Acquired from the above by the present owner in 2012.

Brought to you by

Katharine Arnold
Katharine Arnold

Lot Essay

‘KAWS is not just referring to pop culture, he is making it’
–Michael Auping


BENDING THE TRUTH (2009), an unmistakable example of KAWS’s subversive approach to American popular culture, transforms a close-cropped image of a cartoon character into a monumental, arresting composition. Rendered in flat tones of pinkish red, he is at once instantly recognisable and eerily unfamiliar; blown up to almost two metres in height, the simple, expressive shapes of his features appear almost abstract. The painting reconciles KAWS’s stylistic and conceptual influences – which include artists such as Takashi Murakami, Jeff Koons and Claes Oldenburg – with his beginnings as a graffiti artist in and around his hometown of Jersey City, New Jersey in the 1990s, when he achieved notoriety for painting his now-beloved ‘COMPANION’ faces on bus shelter fashion advertisements. Editing these ads and roping them into his artistic world, the then-mysterious street artist became known as an irreverent commentator on the nature of mass consumption and the American fascination with celebrity and celebrities, both real and fictional.

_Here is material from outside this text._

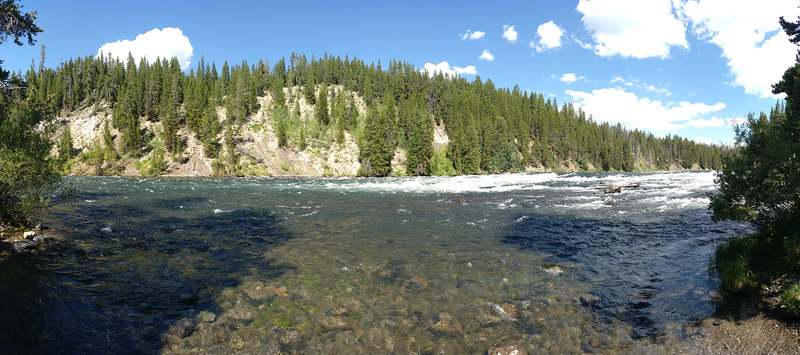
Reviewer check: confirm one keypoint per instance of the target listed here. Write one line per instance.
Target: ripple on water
(368, 265)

BENDING THE TRUTH represents a powerful development of this strand of his practice. The typically jovial subject is depicted in a state of apparent fear or worry, and the painting’s magnified focus and unexpected framing work to distil him to a series of connected shapes, stripping away his famous happy-go-lucky persona in the process. Destabilising the character’s essential elements, KAWS calls into question the foundations of his appeal and cultural permanence.

Although he is famed for his boundary-pushing collaborations with clothing, toy and design companies, KAWS’s painting remains centrally important to his practice. Recolouring and distorting household names from television series, advertising imagery and more, he deploys his self-referential vocabulary with meticulous craftsmanship, paying careful attention to the nuances of flat colour and line. Beyond their important place as pop culture identities, the faces of cartoon characters carry a particular formal appeal for the artist, who has spoken of his appreciation for their elements of strong, graphic shape. Where a common first reaction to abstraction is an attempt at parsing some concrete imagery, paintings like BENDING THE TRUTH do the opposite, urging viewers to find abstraction in an icon they’ve known for years. Reimagined on a heroic scale and plunged into red twilight, the cartoon character becomes an unlikely figure of looming existential doubt, forcing us to look anew at the world of visual media that we take for granted.